In einer rezenten Metaanalyse von McCormick et al. (Am J Kidney Dis 2008) konnte ein Effekt von Pentoxifyllin (Trental®) auf die Reduktion der Proteinurie bei diabetischer Nephropathie gezeigt werden. Die Studien waren jedoch meist zu klein oder von kurzer Dauer. Der Effekt von Pentoxifyllin dürfte sowohl durch rheologische als auch antiinflammatorische Regulation bedingt sein, in vivo wirkt die Substanz zudem als Phosphodiesteraseinhibitor. In der laufenden randomisierten spanischen PREDIAN-Studie (Navarro-González et al., J Diabetes Complications 2011) bei Patienten mit Typ-2-Diabetes im KDOQI-Stadium 3 bis 4 sollen die offenen Fragen beantwortet werden.

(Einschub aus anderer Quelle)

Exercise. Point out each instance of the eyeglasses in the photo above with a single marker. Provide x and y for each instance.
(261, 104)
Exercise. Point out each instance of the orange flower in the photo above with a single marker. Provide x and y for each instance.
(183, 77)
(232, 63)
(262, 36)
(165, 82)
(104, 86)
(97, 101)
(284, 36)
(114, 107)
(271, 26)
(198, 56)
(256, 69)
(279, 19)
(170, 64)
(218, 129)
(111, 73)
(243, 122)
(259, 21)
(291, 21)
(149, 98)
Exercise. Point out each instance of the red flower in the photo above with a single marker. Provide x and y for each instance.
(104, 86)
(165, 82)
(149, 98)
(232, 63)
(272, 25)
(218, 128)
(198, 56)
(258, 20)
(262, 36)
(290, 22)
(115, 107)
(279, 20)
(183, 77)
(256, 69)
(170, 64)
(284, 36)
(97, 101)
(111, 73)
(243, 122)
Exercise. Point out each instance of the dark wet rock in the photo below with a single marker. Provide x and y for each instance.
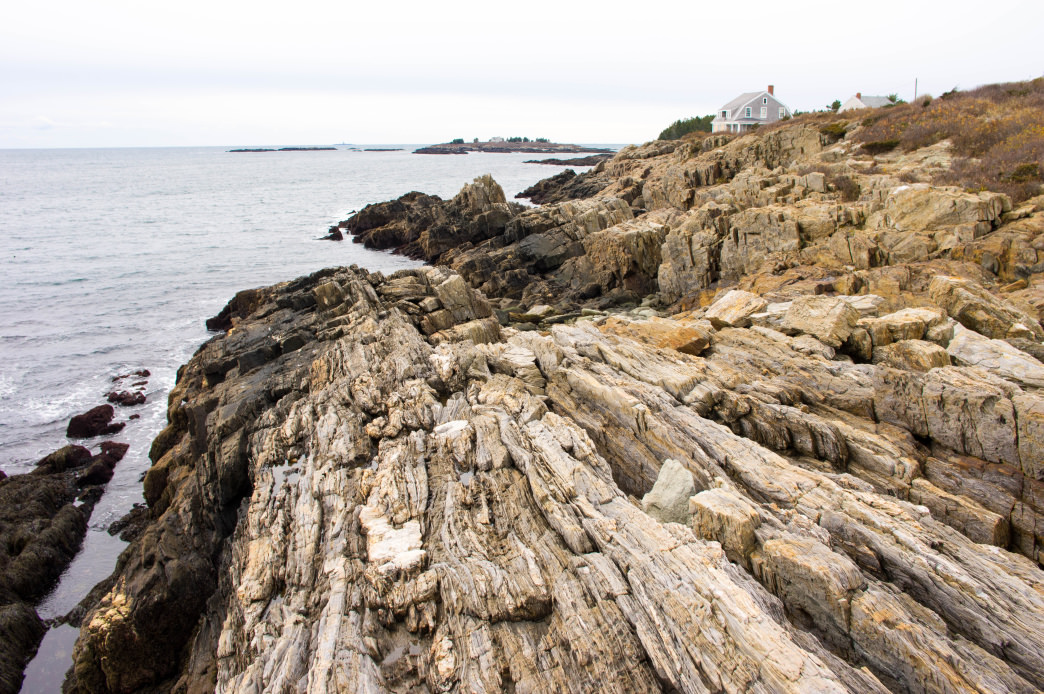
(21, 631)
(43, 520)
(126, 398)
(593, 160)
(567, 186)
(96, 422)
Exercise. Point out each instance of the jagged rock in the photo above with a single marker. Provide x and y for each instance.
(911, 355)
(63, 459)
(96, 422)
(380, 483)
(968, 348)
(828, 318)
(734, 309)
(668, 500)
(978, 310)
(728, 519)
(126, 398)
(43, 520)
(921, 207)
(397, 511)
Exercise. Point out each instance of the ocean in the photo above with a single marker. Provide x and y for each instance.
(113, 259)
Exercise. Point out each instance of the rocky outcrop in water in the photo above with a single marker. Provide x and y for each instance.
(95, 422)
(43, 520)
(808, 460)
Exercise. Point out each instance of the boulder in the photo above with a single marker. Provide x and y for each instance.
(63, 459)
(903, 325)
(828, 318)
(668, 501)
(911, 355)
(126, 398)
(976, 309)
(923, 208)
(734, 309)
(96, 422)
(968, 348)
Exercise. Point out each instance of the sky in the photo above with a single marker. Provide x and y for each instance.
(224, 72)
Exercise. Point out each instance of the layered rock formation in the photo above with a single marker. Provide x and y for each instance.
(43, 520)
(810, 460)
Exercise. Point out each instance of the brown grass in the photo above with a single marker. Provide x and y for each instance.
(997, 134)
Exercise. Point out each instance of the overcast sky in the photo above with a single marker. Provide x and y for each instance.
(76, 73)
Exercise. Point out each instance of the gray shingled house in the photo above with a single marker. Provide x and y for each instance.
(749, 110)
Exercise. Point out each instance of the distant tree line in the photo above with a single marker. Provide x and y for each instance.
(680, 127)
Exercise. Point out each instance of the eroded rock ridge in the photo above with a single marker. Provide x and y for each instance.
(809, 460)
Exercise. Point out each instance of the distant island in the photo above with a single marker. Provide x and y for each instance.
(500, 145)
(288, 149)
(591, 160)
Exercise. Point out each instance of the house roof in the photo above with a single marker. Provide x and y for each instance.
(742, 100)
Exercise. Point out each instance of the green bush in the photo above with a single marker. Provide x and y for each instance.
(833, 132)
(879, 146)
(680, 127)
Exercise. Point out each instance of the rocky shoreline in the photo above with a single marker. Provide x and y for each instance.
(504, 147)
(705, 421)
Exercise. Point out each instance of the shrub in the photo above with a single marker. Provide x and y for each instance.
(680, 127)
(879, 146)
(833, 132)
(997, 133)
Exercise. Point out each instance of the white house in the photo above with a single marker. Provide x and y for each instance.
(860, 101)
(749, 110)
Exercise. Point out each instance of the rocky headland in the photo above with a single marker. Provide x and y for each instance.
(505, 146)
(753, 414)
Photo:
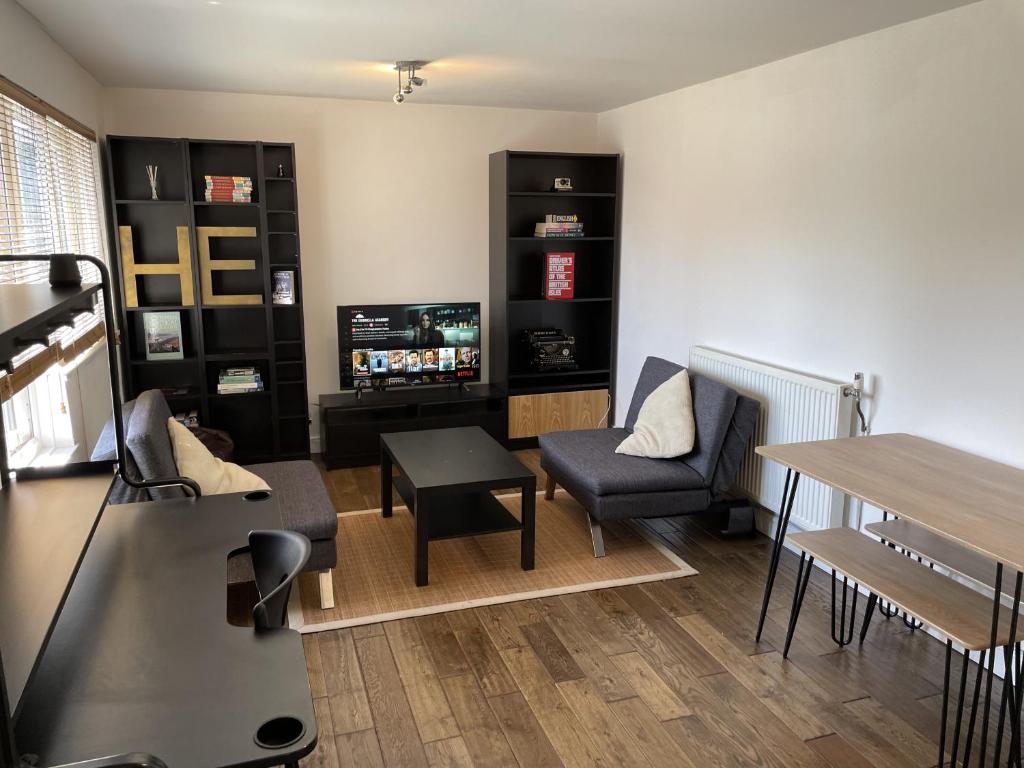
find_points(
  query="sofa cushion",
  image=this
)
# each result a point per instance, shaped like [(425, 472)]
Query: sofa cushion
[(105, 449), (305, 506), (714, 404), (213, 475), (587, 459), (744, 419), (628, 506), (665, 427), (653, 374)]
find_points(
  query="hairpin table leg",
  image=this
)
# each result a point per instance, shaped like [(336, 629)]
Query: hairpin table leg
[(788, 494), (842, 634), (868, 612), (803, 576)]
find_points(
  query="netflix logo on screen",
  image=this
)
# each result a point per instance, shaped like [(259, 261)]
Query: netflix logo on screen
[(559, 275)]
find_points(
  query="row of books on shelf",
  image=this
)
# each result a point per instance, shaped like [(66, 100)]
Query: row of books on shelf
[(559, 225), (228, 188), (240, 380)]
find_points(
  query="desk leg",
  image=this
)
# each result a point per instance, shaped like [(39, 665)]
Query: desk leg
[(788, 494), (1012, 689), (385, 483), (422, 542), (528, 525)]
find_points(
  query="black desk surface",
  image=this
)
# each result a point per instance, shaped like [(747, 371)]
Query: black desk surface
[(26, 309), (142, 657), (44, 528), (463, 456), (411, 395)]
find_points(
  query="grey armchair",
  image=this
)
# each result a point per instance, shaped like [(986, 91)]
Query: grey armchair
[(611, 485)]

Klinisch etablierte Substanzen

Auch die zusätzliche Aldosteronblockade ist effektiv: In verschiedenen kleinen Studien (z.B. Saklayen et al., J Investig Med 2008; Mehdi et al., J Am Soc Nephrol 2009; Abb. 2) konnte der positive Effekt einer zusätzlichen Gabe der Aldosteronantagonisten Spironolacton (Aldactone®) und Eplerenon (Inspra®) additiv zu ACE-Hemmern oder ARB auf die Reduktion der Proteinurie gezeigt werden. Das Risiko der Hyperkaliämie war in den Studien evident. In einer Metaanalyse von Sarafidis et al. (Am J Kidney Dis 2010) konnte schließlich auch der Effekt von PPARγ-Agonisten (z.B. Pioglitazon/Actos®) auf die Proteinurie bei Diabetes demonstriert werden. Der exakte Mechanismus ist unklar.

Ausblick

Trotz aller Bemühungen zu optimaler Blutzucker- und Hochdruckeinstellung entwickeln viele diabetische Patienten eine Nierenschädigung; dies lässt auch auf eine genetische Disposition schließen und erklärt die Bemühungen, nach therapeutischen Angriffspunkten für die Progressionshemmung der Nephropathie zu suchen. Unabhängig davon eröffnen sich – bei fehlender Toxizität (!) und entsprechendem (genetischem?) Risikoprofil – auch Möglichkeiten, neue Substanzen schon vor der häufigen Entwicklung einer diabetischen Nephropathie und kardiovaskulären Begleitproblematik in der Primärprophylaxe einzusetzen. Auch für die Therapie anderer (insbesondere mit Proteinurie einhergehender) Nierenerkrankungen ergeben sich, optimistisch gesehen, neue Anwendungen für die Zukunft.